And during small group, my co-leader Ben led, and he did super. I didn't even have to tell him to lead, he just did it, and the guys responded really well.
That's when I realized I was not needed there.
Now, I won't say that i'm not useful at my church, or that i'm not wanted. I am both useful and wanted. But I am definitely not needed. Tonight was a very good reminder that there are tons of passionate people out there who can do what I do, maybe even better. It reminds me that my participation in Fusion is a gift, that i'm not indespensible at all.
I talked to Roy afterwards about not having enough money for the retreat this weekend, and that if it was too much money to get me there, I didn't have to go. He just said "ok".

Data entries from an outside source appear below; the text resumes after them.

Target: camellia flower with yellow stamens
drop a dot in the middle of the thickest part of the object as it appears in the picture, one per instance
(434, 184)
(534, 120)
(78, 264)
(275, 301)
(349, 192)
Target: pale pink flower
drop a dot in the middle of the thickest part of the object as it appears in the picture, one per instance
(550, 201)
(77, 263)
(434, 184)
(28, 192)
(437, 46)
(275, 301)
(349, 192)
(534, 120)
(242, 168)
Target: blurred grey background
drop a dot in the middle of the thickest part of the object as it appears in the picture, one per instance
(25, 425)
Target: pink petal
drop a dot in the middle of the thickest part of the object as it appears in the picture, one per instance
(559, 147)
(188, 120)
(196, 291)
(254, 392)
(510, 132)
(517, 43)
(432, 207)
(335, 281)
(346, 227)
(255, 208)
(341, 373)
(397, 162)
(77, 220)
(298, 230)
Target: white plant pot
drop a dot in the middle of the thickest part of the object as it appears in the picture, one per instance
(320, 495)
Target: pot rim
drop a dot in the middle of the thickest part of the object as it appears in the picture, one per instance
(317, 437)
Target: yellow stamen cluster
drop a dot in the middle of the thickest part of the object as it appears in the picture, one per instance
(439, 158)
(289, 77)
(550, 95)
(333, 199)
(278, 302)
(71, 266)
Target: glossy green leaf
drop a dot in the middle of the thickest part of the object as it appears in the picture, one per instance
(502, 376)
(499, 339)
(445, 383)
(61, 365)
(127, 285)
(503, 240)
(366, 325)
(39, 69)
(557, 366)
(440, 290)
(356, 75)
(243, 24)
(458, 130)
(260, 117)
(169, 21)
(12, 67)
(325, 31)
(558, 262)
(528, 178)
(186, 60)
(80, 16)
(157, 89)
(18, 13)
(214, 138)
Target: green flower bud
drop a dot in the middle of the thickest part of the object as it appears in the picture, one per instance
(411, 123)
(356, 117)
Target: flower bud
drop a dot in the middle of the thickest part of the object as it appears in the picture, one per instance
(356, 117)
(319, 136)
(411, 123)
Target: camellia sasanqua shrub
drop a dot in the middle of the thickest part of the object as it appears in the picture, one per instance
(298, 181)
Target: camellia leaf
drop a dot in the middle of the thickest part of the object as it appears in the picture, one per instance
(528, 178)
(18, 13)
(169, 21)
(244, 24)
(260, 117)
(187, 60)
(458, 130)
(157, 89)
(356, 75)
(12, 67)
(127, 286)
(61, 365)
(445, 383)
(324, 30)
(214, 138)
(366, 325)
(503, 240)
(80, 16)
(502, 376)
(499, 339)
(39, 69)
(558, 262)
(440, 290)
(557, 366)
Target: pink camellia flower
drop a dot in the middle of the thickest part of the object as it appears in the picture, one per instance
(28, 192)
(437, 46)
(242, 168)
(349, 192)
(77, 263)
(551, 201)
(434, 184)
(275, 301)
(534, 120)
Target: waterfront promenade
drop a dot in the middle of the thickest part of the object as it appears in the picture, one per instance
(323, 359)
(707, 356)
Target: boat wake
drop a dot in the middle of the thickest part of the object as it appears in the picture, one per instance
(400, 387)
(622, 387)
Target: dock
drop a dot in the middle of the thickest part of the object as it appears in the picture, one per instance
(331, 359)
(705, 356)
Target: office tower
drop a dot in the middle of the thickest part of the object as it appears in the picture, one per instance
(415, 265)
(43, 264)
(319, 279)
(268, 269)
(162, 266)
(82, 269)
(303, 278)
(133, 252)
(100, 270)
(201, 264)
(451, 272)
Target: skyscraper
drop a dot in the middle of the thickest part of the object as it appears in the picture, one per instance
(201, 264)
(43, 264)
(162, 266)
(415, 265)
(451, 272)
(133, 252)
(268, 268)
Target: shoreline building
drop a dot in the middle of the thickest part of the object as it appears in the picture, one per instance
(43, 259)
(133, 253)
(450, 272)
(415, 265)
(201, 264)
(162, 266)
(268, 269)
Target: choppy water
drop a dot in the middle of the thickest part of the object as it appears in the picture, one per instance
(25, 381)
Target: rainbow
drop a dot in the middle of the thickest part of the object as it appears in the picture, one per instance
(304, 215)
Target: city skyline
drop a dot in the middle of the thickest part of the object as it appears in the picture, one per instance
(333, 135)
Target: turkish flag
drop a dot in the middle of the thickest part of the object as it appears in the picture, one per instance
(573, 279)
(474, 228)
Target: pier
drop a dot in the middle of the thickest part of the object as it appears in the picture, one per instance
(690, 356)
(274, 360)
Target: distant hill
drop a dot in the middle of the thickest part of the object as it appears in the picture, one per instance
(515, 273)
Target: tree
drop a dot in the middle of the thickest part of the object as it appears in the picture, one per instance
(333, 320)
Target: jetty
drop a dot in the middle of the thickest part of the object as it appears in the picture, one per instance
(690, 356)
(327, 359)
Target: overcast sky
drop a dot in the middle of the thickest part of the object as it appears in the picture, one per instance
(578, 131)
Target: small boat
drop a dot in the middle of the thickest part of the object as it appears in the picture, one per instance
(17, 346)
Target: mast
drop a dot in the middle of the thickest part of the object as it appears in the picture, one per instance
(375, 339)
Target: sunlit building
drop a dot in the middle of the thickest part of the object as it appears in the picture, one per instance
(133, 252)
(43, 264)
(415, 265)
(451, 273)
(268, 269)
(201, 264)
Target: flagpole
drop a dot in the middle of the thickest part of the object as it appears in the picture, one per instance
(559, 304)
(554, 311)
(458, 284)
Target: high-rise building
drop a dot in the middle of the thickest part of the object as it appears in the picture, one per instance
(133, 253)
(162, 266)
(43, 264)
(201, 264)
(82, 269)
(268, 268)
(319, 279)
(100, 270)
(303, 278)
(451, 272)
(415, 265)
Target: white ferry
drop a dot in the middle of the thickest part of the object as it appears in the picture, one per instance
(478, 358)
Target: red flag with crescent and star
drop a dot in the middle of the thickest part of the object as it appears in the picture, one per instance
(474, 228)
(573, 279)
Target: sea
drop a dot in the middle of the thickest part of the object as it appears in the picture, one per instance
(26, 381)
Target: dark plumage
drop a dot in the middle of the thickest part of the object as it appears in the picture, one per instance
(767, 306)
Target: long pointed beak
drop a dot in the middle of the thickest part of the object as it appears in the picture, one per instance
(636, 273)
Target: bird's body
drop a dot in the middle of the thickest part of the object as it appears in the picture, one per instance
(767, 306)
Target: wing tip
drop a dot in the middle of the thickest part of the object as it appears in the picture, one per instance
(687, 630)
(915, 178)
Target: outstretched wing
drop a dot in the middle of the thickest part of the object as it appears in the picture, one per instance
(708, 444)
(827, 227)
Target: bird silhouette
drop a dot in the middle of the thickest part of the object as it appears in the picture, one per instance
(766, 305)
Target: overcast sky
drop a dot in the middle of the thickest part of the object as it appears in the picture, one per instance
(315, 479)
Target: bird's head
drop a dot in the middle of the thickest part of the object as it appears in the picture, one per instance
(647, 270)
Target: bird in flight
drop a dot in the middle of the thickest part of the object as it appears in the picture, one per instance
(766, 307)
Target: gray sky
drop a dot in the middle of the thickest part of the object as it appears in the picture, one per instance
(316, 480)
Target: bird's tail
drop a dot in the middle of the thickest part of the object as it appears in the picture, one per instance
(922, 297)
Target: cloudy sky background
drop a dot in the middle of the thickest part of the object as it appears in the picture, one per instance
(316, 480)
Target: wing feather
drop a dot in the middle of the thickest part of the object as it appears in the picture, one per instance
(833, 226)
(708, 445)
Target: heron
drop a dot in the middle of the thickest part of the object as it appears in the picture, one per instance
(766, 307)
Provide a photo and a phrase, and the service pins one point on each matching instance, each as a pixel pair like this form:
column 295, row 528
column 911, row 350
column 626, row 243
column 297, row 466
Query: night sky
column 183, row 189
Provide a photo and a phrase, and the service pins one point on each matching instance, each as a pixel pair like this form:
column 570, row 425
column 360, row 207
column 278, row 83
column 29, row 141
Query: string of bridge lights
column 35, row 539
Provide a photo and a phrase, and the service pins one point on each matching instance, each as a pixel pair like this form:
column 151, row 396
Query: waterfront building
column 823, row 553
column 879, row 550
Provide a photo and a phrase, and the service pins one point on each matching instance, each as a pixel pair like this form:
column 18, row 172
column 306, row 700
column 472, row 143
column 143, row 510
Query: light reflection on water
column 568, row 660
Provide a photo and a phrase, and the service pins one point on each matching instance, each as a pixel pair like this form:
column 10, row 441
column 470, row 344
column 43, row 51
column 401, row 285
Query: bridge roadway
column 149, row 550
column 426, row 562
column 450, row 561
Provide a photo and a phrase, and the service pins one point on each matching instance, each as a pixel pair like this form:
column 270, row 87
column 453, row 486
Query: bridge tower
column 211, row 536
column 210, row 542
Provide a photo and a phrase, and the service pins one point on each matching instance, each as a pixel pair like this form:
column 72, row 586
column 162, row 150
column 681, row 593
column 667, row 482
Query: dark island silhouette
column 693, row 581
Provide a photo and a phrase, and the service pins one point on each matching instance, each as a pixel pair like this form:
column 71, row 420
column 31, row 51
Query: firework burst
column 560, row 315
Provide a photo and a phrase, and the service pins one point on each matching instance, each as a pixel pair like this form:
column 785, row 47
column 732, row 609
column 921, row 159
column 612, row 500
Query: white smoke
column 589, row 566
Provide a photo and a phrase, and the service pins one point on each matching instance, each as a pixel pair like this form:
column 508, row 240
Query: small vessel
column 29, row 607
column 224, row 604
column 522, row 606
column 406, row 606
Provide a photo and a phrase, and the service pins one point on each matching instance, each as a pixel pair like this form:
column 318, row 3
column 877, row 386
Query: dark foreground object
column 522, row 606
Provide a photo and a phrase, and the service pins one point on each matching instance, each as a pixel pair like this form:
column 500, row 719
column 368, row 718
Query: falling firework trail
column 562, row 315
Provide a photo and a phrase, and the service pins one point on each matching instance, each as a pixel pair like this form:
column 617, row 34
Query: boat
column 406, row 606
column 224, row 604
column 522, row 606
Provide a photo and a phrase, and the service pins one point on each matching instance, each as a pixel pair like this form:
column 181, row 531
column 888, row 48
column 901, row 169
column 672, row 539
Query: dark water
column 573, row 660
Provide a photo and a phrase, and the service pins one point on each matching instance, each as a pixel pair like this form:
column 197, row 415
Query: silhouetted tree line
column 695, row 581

What was I expecting? For him to say,"no Jon, you have to go, we need you!" That is ridiculous, and I was being very selfish in assuming that I was that important.
I don't know what i'm trying to say.... just that I know that i'm not integral to Fusion's ministry. I'm just a piece of the machine- and a small one at that. I guess I should be grateful for what God has given me- grateful and not stupid. It is an honor to serve with the other leaders at Fusion, and under a guy like Roy. It is an honor and nothing more.
Also, looking at Ben lead tonight- it made me realize that Fusion would go on just fine without me. Kind of crazy to think about. Crazy, but true.